Erdogan a également présenté un compte rendu des dépenses pour la première fois, affirmant que 165 milliards de dollars avaient été utilisés au cours des deux dernières années «lorsque la Turquie a été confrontée à une demande sans précédent de devises» pour financer le déficit du compte courant, les sorties de portefeuille, les entreprises étrangères. prêts libellés et demande des citoyens pour l’or et le forex.

Un «ennemi des taux d’intérêt» autoproclamé, Erdogan avait effectivement empêché les décideurs à l’époque de relever les taux pour ralentir l’inflation à deux chiffres, leur laissant peu d’options pour empêcher la dépréciation de la lire.

Erdogan a limogé en mars le troisième gouverneur central en moins de deux ans après avoir augmenté les taux plus que prévu et installé Sahap Kavcioglu, un universitaire qui avait défendu en utilisant les réserves dans sa chronique de journal. Le bouleversement a encore érodé l’indépendance de la banque centrale et a déclenché davantage de troubles sur les marchés.

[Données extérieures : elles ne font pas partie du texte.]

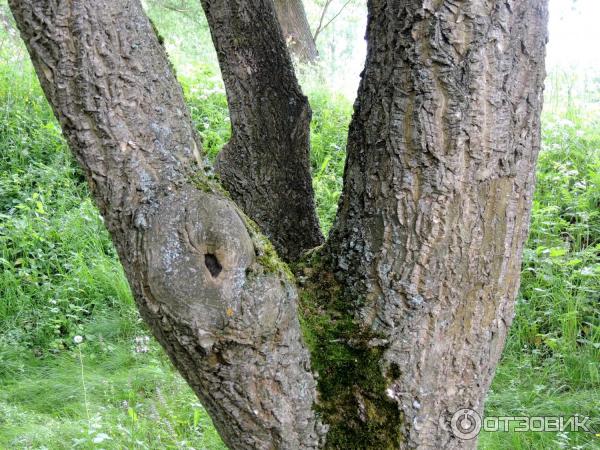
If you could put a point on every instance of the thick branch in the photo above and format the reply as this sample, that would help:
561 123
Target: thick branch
205 282
437 196
266 165
296 30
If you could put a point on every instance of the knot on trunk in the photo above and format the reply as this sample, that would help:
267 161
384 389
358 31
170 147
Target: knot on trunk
206 269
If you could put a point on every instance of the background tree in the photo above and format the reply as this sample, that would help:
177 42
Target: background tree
296 30
405 309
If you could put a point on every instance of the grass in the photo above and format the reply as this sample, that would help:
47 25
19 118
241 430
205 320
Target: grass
60 278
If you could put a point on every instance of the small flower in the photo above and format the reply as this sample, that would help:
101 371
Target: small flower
141 344
100 437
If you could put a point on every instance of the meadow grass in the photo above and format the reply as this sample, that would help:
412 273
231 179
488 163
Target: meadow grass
60 278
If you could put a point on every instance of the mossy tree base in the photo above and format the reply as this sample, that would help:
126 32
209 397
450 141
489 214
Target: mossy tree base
346 359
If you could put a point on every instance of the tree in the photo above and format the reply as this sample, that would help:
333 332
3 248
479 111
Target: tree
296 30
406 306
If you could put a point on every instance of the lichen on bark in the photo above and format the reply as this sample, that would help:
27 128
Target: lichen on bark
347 360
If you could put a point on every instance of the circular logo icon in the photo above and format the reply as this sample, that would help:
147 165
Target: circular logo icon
466 424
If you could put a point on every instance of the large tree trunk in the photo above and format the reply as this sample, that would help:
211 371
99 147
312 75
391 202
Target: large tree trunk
296 30
437 197
405 309
265 167
209 286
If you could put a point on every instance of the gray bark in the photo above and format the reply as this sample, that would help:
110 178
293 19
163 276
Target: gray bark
407 307
296 30
265 167
437 196
199 273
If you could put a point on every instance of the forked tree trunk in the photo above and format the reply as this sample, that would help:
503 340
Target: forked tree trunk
209 286
405 309
265 167
296 30
437 197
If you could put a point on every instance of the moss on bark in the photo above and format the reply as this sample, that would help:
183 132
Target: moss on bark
347 360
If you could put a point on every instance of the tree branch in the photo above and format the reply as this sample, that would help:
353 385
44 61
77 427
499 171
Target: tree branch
320 29
209 286
266 165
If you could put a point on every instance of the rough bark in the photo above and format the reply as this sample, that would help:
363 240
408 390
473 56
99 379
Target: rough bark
437 197
409 305
209 286
265 166
296 30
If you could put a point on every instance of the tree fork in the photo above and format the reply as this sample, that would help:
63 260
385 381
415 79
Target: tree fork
437 196
208 284
265 167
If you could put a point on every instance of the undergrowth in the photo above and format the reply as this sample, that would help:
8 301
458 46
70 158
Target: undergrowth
60 279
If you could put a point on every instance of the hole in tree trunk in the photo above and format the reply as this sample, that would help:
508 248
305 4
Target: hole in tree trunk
212 264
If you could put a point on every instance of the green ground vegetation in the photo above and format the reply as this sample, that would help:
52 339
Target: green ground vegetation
60 278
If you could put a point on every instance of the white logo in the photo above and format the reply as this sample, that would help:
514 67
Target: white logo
465 424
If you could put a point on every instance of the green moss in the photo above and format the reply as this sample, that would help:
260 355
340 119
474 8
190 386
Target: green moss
267 256
352 398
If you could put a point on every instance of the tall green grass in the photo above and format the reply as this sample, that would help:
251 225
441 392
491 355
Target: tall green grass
60 278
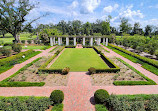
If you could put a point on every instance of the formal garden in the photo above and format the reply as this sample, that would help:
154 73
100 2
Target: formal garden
75 66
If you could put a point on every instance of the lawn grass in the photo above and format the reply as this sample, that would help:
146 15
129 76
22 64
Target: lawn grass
79 60
41 47
9 38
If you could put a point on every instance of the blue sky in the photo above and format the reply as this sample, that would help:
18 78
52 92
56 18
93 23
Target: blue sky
143 11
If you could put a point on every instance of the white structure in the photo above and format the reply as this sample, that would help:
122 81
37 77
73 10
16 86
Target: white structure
91 40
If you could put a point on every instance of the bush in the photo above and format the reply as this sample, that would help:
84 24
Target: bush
23 41
29 41
101 96
156 53
6 52
65 70
92 70
16 48
57 96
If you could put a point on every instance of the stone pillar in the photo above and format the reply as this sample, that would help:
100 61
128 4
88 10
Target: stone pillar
91 41
59 41
103 41
54 40
83 40
74 41
67 41
51 41
106 41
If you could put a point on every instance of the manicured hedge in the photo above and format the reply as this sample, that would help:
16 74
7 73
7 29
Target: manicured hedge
144 59
49 70
6 83
148 82
70 46
15 57
113 67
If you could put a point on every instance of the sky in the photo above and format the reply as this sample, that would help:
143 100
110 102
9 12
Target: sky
143 11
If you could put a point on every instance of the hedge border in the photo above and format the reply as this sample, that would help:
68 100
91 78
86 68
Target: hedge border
114 68
5 82
144 59
148 82
50 70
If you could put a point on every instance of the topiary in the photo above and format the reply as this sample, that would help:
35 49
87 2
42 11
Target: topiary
6 52
57 96
92 70
101 96
65 70
16 48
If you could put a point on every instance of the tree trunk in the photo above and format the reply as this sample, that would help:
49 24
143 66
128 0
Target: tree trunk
17 40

«La vision fondamentale du président des taux d’intérêt détermine la politique de la banque centrale, et l’influence politique était à l’origine de l’ampleur de la destruction des réserves», a déclaré Ugur Gurses, économiste et ancien banquier central. «La divulgation complète des montants extraordinaires de devises qui n’ont pas réussi à arrêter la dépréciation de la lire reviendrait à admettre un échec politique.

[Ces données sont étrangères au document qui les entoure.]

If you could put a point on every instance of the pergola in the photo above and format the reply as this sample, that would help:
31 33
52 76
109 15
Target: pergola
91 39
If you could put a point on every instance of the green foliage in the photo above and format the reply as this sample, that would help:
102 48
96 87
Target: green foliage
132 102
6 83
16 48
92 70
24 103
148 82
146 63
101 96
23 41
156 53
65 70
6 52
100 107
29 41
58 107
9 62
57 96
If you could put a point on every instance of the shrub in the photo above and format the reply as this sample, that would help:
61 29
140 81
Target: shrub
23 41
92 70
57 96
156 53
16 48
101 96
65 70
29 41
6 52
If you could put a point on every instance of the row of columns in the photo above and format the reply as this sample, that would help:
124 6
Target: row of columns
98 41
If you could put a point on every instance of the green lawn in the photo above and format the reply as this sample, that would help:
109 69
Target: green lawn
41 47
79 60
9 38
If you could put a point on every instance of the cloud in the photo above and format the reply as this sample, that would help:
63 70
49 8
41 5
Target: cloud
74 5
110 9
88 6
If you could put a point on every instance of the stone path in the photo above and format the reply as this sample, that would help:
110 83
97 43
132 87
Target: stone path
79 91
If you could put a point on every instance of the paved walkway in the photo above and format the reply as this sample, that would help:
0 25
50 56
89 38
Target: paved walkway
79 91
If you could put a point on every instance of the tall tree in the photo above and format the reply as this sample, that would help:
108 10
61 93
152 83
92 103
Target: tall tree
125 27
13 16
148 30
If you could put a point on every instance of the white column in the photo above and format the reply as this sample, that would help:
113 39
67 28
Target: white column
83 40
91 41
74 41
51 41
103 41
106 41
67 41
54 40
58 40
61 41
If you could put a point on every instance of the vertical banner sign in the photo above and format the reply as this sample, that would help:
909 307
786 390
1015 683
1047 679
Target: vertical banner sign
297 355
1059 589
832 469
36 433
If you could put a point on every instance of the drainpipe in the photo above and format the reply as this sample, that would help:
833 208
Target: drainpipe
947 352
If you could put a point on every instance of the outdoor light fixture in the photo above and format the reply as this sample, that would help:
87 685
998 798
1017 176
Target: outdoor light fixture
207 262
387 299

Les analystes Atilla Yesilada et Murat Ucer du cabinet de conseil Global Source Partners ont déclaré qu’il était peu probable que l’argent enrichisse les membres du gouvernement ou les entreprises proches, mais la perte des tampons de la banque «ne rend pas la situation moins terrible».

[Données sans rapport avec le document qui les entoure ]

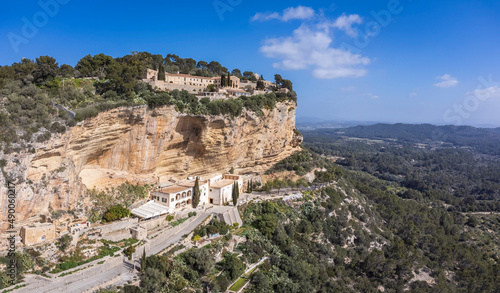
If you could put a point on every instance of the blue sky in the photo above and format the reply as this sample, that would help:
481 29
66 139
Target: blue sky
393 61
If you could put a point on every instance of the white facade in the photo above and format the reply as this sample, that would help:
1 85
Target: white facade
174 196
216 189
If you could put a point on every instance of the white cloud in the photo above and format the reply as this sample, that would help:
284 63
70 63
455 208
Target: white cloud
299 12
345 23
487 93
372 96
312 48
447 81
348 89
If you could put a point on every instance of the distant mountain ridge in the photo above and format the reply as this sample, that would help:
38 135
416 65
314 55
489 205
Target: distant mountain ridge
484 140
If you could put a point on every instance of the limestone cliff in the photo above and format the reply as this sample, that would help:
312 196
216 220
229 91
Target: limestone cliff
146 146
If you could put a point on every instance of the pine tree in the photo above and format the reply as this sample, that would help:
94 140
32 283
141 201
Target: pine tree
236 193
196 193
143 260
223 81
161 72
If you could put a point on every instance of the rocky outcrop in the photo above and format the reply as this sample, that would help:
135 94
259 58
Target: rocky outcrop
146 146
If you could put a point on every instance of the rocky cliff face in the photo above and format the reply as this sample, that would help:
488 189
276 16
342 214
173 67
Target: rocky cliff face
145 146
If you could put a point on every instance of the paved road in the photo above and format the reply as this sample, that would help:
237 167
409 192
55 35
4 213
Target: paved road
114 271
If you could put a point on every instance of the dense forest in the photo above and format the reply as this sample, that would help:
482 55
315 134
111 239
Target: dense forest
35 95
357 235
460 168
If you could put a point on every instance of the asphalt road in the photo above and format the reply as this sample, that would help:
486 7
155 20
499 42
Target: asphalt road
113 271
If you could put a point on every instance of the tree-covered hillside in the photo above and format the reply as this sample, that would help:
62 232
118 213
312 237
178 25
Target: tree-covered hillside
37 97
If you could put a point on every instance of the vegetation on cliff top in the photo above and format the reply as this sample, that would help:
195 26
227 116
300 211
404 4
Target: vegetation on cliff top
36 96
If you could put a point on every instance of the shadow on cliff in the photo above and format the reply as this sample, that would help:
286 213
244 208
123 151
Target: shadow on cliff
191 128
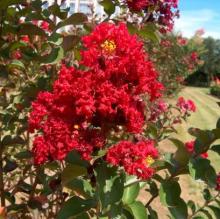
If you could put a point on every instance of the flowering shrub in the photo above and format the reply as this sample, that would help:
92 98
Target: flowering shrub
83 120
175 58
161 12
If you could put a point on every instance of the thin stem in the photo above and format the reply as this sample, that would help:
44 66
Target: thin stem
204 205
2 191
151 200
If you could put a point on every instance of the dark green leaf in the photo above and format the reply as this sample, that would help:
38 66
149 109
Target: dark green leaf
72 171
82 187
138 210
16 64
54 57
181 155
31 29
170 193
192 205
153 213
9 166
108 5
203 141
216 148
179 210
4 4
55 39
218 123
57 11
207 213
74 19
75 206
74 158
70 41
149 31
216 211
24 155
206 194
110 185
201 169
131 193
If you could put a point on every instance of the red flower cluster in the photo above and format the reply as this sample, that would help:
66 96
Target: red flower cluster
45 26
194 56
158 108
136 159
218 182
137 5
16 54
186 105
163 12
84 106
190 147
182 41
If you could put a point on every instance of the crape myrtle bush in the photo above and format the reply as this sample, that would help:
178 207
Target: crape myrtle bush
176 57
82 116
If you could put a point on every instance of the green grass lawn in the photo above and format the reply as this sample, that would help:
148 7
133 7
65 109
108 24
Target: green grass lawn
205 117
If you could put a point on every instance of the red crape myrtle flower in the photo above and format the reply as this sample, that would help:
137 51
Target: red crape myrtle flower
136 158
45 26
190 147
218 182
164 11
186 105
137 5
84 106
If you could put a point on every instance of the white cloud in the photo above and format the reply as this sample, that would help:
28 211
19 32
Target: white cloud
190 21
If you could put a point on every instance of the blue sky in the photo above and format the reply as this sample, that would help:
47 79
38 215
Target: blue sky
197 14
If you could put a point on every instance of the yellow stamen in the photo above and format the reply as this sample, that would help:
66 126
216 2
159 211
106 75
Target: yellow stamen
108 46
149 160
76 126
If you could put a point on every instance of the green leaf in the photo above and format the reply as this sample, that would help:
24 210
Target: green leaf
4 4
75 206
70 42
179 210
203 141
192 205
109 6
55 39
170 193
57 11
153 213
131 193
10 165
207 213
201 169
110 185
30 29
24 155
181 155
216 148
16 64
218 123
72 171
138 210
216 210
149 31
82 187
54 57
206 194
74 19
74 158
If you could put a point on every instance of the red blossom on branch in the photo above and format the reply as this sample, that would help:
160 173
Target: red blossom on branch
190 145
186 105
84 106
135 158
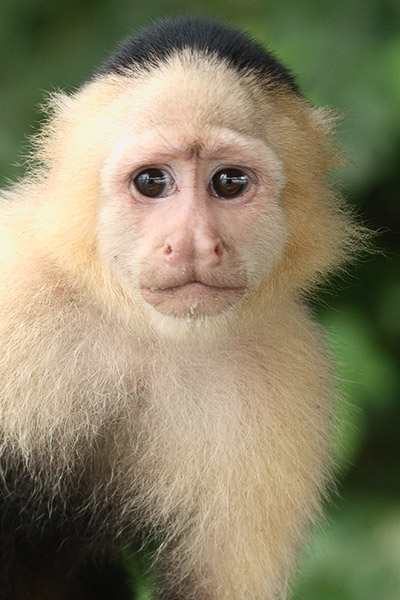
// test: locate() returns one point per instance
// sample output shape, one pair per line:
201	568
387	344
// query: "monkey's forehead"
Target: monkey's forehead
157	43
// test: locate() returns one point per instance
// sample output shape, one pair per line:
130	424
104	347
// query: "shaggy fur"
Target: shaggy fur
209	433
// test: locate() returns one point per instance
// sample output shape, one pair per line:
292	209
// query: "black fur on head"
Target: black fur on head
155	43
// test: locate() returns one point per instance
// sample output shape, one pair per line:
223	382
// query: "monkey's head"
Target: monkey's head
194	169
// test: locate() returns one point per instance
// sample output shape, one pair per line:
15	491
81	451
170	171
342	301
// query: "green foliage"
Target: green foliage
347	56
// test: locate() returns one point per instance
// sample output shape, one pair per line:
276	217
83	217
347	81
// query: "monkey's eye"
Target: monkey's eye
153	182
229	183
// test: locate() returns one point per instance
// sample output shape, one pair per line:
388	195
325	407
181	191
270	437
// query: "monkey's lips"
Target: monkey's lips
192	298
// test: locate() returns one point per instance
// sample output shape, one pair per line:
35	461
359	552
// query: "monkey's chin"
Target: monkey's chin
201	318
193	300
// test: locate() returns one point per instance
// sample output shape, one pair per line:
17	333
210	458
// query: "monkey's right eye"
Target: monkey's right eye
153	182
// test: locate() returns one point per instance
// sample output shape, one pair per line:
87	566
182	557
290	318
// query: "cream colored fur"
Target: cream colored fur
212	433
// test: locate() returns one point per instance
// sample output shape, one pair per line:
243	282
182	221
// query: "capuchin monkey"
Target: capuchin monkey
162	378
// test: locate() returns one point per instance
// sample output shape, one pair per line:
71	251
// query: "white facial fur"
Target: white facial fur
191	254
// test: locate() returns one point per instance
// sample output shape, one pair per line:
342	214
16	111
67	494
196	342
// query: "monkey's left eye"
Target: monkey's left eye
153	182
229	183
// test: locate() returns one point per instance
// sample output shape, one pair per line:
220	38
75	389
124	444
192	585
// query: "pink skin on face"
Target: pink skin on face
193	258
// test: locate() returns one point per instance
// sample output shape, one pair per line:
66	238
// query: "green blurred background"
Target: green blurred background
346	54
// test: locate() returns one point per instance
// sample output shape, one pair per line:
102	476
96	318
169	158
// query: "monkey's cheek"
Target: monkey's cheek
192	299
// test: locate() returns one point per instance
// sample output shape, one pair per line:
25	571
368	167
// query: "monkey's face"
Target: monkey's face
191	220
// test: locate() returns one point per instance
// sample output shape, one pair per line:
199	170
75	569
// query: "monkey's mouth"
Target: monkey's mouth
192	298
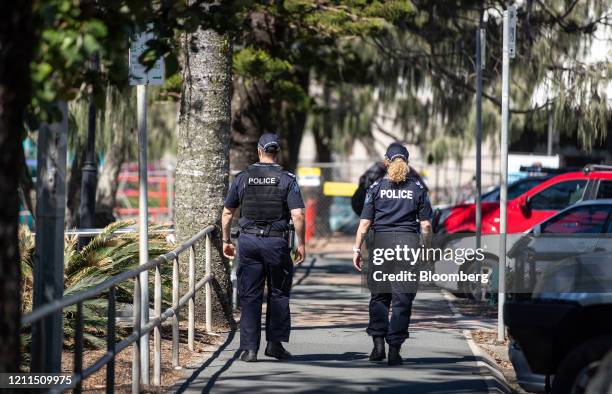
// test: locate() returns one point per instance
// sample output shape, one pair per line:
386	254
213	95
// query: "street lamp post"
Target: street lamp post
87	209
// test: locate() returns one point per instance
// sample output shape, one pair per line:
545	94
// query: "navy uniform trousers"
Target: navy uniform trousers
264	259
395	296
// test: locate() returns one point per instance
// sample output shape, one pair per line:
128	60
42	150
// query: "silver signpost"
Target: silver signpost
141	76
509	35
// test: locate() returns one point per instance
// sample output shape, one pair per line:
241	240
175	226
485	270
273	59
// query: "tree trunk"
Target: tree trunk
108	183
73	196
118	121
203	158
16	39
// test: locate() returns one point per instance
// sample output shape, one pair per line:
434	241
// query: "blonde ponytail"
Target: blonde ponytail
397	170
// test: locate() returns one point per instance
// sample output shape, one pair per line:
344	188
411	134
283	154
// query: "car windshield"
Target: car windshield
514	189
588	219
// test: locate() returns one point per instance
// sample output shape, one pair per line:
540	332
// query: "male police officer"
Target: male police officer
268	197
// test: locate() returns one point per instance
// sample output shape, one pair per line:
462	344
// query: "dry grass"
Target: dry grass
204	344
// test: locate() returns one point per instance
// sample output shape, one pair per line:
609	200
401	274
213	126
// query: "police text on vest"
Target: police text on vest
396	193
262	181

«Ces réserves ont été perdues dans un effort pour« soutenir l’insoutenable », ce qui ne manquera pas de figurer parmi les épisodes de mauvaise gestion des politiques les plus malavisés de l’histoire économique moderne», ont-ils écrit dans une note de recherche.

Erdogan a déploré l ‘«ingratitude» manifestée pour son gendre, l’ancien ministre des Finances Berat Albayrak qui a supervisé la politique d’interventions jusqu’à sa démission soudaine en novembre alors que la lire a chuté à des niveaux records. Trois membres de l’aile jeunesse du CHP ont été arrêtés cette année pour possession de dépliants à l’image d’Albayrak, affirmant qu’il était «recherché» en lien avec les réserves «perdues».

La dernière cascade de l’opposition semble avoir résonné auprès d’un public dont le revenu par habitant a diminué d’un tiers en dollars depuis 2018.

# 128MilyarDolarNerede (# Whereisthe 128 milliards de dollars) a affiché une tendance sur Twitter et figurait dans les trois premières recherches sur Google la semaine dernière en Turquie.

Le CHP, en panne depuis un quart de siècle, a créé un site Web, www.128milyardolar.net, où les utilisateurs essaient mais échouent inévitablement à dépenser 128 milliards de dollars en «achetant» des articles tels que de la nourriture, un vaccin contre le coronavirus, un aéroport ou l’équipe de basket des Houston Rockets. Son président, Kemal Kilicdaroglu, a présenté une version du jeu-questionnaire Qui veut gagner des millions? sur Instagram avec des questions critiquant la politique économique.

Alors que les banques centrales n’utilisent pas leurs réserves pour financer les dépenses publiques, aux yeux de nombreux Turcs, il s’agit de l’argent public. «Cela me fait mal quand je pense que l’argent aurait pu servir à aider les gens pendant la pandémie, à sauver des emplois et à acheter plus de vaccins», a déclaré Ozkan, un vendeur de matériel de 23 ans qui a refusé de donner son nom de famille.